First, let's import the necessary libraries and modules from PrxteinMPNN.

In [5]:
import jax
import jax.numpy as jnp
import numpy as np
from typing import Any

print(f"JAX version: {jax.__version__}")
print(f"JAX backend: {jax.default_backend()}")
print(f"Available devices: {jax.devices()}")

JAX version: 0.5.2
JAX backend: cpu
Available devices: [CpuDevice(id=0)]


## 2. Load a Protein Structure

We'll start by loading a protein structure. For this example, you can upload a protein structure to colab. You can use any protein structure file, trajectory and template file (with from_trajectory), pdb string (from pdb_string), or foldcomp accession (see prxteinmpnn.utils.foldcomp_utils).

In [1]:
from prxteinmpnn.io import from_structure_file

print("Loading protein structure...")
protein_structure = from_structure_file(file_path="/content/PrxteinMPNN/examples/AF-P10599-F1-model_v4.pdb") # chain and model can also be specified

print("✓ Structure loaded successfully")
print("Note: In practice, use from_structure_file() with your PDB file")

Loading protein structure...
✓ Structure loaded successfully
Note: In practice, use from_structure_file() with your PDB file


## 3. Load the ProteinMPNN Model

Now let's load the ProteinMPNN model with the desired version and weights.

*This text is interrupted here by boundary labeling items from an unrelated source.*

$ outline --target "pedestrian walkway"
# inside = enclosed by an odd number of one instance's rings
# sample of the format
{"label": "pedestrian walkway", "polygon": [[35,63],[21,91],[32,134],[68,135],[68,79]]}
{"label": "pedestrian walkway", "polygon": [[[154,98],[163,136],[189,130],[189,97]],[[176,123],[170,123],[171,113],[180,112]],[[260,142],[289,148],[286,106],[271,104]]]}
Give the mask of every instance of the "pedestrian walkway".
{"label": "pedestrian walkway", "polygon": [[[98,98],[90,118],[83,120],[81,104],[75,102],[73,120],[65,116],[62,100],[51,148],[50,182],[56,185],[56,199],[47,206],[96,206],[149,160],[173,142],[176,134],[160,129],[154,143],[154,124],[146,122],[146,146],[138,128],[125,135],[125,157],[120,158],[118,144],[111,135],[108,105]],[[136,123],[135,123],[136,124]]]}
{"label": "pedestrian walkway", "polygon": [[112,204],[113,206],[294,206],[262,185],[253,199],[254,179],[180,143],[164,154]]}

Enums specify the model version and model weights (original or soluble).

In [2]:
from prxteinmpnn.mpnn import ProteinMPNNModelVersion, ModelWeights, get_mpnn_model

print("Loading ProteinMPNN model...")

model_version = ProteinMPNNModelVersion.V_48_020
model_weights = ModelWeights.DEFAULT

model = get_mpnn_model(
    model_version=model_version,
    model_weights=model_weights,
)

print(f"✓ Loaded ProteinMPNN model version: {model_version.value}")
print(f"✓ Using model weights: {model_weights.value}")

Loading ProteinMPNN model...
✓ Loaded ProteinMPNN model version: v_48_020.pkl
✓ Using model weights: original


## 4. Prepare Model Inputs

Convert the protein structure to model inputs that can be used with ProteinMPNN.

In [3]:
# Convert structure to model inputs
print("Preparing model inputs...")
from prxteinmpnn.io import protein_structure_to_model_inputs

# In practice, you would use:
model_inputs = protein_structure_to_model_inputs(protein_structure)

# For this example, we'll create mock model inputs
print("✓ Model inputs prepared")
print("Note: In practice, use protein_structure_to_model_inputs()")

# Mock some basic parameters for demonstration

print(f"Sequence length: {len(model_inputs.sequence)}")
print(f"Sequence: {model_inputs.sequence[:20]}...")

Preparing model inputs...
✓ Model inputs prepared
Note: In practice, use protein_structure_to_model_inputs()
Sequence length: 105
Sequence: [10 17  8 13  7  3 15  8 16  0  4 13  3  0  9  2  0  0  5  2]...


## 5. Sequence Scoring

Let's score sequences using the ProteinMPNN model. This demonstrates how to evaluate the likelihood of specific amino acid sequences for a given structure.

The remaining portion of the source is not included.